Eine verkleinerte Version hätte keinen Sinn gemacht

«Die Unsicherheit über die vergangenen Monate hinweg zerrte mir am meisten an den Nerven. Niemand wollte sich die Finger verbrennen», sagt Sabina Glarner. Sie rechnete verschiedene Varianten mit unterschiedlichen Besucherkapazitäten durch und sagt: «Es war eine Herausforderung, immer ­wieder neue Schutzkonzepte auszuarbeiten.» Doch am Ende machte es keinen Sinn – und eine verkleinerte Version nicht wünschenswert.

«Unser Markt kann nicht anders sein, er lebt vom gewohnten Ambiente. Mit der frühzeitigen Absage konnten wir aber allen beteiligten Marktfahrern und Vereinen Planungssicherheit geben», erklärt Glarner. Mitausschlaggebend war auch die Altersstruktur der vielen freiwilligen Helfer, die vor allem am Donnerstag und Freitag jeweils im Einsatz stehen und vielfach über 60 Jahre alt sind. Und damit zur Risikogruppe zählen.

Engagierte Helferin wäre auch Ursula Lightowler gewesen, natürlich nicht mehr an vorderster Front wie früher. Mit spürbarem Wehmut sagt sie: «Ich habe mich so darauf gefreut, Glühwein verkaufen zu dürfen.» Dass nun alles ausfällt, macht es für sie nicht einfach. Mit der Zeit Anfang Dezember verbindet sie spezielle Erinnerungen. «Für mich fing Weihnachten immer mit dem Christchindlimärt an», erzählt sie.

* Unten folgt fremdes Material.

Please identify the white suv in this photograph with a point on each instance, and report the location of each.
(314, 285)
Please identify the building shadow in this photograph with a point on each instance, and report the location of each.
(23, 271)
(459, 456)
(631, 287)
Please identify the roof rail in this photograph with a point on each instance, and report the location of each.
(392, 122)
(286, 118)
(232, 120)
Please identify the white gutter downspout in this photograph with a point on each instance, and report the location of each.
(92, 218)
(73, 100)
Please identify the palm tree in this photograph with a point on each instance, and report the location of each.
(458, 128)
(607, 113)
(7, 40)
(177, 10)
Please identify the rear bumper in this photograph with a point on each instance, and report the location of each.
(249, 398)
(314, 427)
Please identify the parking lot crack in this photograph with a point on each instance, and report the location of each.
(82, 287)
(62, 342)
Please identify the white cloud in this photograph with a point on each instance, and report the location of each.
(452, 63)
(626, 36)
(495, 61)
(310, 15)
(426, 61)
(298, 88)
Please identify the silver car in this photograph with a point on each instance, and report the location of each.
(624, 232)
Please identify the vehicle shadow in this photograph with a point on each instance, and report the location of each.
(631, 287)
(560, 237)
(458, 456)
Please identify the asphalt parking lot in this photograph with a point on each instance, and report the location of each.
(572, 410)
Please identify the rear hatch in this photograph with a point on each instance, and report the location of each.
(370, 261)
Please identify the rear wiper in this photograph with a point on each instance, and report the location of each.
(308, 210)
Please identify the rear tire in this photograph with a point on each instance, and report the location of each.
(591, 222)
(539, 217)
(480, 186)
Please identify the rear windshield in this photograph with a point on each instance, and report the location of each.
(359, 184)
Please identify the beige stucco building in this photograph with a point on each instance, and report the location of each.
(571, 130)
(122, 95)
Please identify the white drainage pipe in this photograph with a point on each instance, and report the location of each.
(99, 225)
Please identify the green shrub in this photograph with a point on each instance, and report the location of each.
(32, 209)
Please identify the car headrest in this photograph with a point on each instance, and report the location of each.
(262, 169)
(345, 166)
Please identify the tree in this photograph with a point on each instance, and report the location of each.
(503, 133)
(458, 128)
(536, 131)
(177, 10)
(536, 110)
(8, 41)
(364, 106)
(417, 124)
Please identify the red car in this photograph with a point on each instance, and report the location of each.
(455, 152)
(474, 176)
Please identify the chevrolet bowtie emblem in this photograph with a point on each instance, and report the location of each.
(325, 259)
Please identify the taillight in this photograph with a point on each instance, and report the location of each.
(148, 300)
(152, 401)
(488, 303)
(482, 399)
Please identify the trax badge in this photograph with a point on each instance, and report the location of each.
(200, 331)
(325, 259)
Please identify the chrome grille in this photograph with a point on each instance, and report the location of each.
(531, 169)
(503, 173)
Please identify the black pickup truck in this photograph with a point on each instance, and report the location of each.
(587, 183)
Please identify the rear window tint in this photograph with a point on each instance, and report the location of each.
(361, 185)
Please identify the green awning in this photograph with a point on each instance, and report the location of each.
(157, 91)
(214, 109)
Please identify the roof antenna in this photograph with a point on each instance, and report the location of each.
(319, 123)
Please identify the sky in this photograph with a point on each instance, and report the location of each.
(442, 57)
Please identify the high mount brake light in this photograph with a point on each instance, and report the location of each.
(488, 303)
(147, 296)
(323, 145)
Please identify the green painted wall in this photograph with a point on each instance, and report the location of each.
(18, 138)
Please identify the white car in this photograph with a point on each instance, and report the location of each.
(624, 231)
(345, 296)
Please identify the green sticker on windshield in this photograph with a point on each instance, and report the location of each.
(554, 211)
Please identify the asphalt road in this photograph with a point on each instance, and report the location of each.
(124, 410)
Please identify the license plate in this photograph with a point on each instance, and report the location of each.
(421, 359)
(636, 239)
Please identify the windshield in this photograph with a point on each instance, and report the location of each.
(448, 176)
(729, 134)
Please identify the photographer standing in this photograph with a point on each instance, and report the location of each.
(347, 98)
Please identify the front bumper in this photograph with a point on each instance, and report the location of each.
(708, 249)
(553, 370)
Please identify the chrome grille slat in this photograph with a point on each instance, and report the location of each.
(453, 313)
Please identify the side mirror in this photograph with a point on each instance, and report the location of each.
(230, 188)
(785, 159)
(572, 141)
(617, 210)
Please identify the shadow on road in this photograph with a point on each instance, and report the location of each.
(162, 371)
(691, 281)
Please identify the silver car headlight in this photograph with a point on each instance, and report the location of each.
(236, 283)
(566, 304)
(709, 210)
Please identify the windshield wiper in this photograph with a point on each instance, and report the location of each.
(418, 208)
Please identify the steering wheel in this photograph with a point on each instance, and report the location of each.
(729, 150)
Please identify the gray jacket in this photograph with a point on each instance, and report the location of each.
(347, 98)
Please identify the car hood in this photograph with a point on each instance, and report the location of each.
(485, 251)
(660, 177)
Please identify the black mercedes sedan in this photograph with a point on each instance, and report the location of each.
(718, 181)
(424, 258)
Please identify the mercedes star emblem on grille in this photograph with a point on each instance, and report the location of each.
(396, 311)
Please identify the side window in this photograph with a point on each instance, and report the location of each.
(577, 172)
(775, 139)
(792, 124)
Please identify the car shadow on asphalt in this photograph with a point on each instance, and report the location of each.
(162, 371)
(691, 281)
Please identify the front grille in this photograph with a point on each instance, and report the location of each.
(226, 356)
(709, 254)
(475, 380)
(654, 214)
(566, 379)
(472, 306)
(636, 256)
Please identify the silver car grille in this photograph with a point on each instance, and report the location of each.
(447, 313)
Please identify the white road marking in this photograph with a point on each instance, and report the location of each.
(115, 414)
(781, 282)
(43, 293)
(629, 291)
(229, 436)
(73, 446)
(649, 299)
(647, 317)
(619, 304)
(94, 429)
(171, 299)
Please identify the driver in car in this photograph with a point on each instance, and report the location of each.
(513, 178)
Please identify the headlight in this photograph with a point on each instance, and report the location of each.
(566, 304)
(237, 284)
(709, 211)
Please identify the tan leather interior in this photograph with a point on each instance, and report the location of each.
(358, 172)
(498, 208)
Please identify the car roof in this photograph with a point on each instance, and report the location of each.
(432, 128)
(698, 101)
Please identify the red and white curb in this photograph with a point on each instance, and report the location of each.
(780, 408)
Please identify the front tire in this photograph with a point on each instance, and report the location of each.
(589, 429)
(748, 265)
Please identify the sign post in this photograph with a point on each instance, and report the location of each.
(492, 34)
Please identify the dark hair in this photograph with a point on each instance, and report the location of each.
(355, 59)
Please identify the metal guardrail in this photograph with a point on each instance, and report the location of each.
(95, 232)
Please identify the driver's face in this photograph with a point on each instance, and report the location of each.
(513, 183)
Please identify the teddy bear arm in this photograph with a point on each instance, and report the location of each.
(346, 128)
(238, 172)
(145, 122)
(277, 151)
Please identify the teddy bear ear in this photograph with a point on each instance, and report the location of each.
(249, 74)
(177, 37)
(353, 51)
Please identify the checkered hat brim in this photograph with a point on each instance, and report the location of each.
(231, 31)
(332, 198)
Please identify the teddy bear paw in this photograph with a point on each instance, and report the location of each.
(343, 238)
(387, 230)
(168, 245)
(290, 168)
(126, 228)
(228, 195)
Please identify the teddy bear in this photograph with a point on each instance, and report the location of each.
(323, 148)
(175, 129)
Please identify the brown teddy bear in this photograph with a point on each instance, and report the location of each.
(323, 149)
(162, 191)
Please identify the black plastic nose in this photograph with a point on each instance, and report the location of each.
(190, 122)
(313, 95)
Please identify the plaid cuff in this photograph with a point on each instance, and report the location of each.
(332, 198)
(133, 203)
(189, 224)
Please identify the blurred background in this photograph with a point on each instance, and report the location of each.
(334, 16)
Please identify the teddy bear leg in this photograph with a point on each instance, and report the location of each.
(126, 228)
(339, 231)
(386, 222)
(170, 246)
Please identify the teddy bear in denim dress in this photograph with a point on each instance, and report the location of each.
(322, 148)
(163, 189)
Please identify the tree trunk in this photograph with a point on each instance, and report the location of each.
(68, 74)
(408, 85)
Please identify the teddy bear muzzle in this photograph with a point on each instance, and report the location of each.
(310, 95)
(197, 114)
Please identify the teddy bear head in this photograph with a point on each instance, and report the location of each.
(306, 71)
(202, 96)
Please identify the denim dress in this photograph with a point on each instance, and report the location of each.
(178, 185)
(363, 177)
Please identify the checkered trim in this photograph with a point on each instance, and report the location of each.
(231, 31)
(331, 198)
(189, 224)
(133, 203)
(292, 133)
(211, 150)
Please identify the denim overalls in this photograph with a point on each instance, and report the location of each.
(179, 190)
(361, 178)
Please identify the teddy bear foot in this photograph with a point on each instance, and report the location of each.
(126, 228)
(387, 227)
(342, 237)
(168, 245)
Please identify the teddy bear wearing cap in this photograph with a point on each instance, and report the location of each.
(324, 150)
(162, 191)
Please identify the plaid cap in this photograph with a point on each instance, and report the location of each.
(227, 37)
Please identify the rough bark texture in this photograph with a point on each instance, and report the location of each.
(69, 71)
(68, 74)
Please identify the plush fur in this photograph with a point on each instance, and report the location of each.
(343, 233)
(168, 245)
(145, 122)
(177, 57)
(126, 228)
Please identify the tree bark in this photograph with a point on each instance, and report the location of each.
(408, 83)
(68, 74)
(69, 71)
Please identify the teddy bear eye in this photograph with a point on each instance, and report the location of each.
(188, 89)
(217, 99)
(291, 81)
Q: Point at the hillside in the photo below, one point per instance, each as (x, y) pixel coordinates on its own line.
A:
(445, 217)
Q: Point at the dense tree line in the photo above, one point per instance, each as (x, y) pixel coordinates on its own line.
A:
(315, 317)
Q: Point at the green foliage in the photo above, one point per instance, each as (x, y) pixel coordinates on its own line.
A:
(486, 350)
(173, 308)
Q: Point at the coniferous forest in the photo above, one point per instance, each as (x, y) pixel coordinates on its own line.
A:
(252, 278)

Glühweintassen mit Jahrgang 2020 gibt es

In den Bremgarter Gassen wird dennoch ein wenig Weihnachtsstimmung aufkommen. Am Wochenende vom 5./6. Dezember und auch am 19./20. Dezember sind die Läden offen und eine Handvoll Marktstände verkaufen Geschenkartikel.

Der Verein Christchindlimärt verkauft jeweils von 11 bis 17 Uhr zusätzlich den beliebten Glühwein. Zu kaufen gibt es auch die üblichen Glühweintassen mit aufgedrucktem Logo und Jahreszahl. «Wir bestellen die 3000 Tassen jeweils im Zweijahrestakt, zuletzt 2019 auch für dieses Jahr», erklärt Sabina Glarner.

Die nächste Bestellung ist kommendes Jahr fällig. Die Hoffnung ist gross, dass der Christchindlimärt dann wieder stattfinden kann. «Wir werden im Frühling sicher mit den Vorbereitungen beginnen. Es wird sich zeigen, was möglich ist», sagt Glarner.

Vorläufig kümmert sie sich noch um die letzten Details für den Glühweinverkauf am Wochenende. «Vielleicht stehe ich am Donnerstag um 13.30 Uhr aber trotzdem kurz auf dem Obertorplatz», meint sie, worauf Ursula Lightowler entgegnet: «Das können wir machen.» Ein bisschen Christchindlimärt-Gefühl muss sein.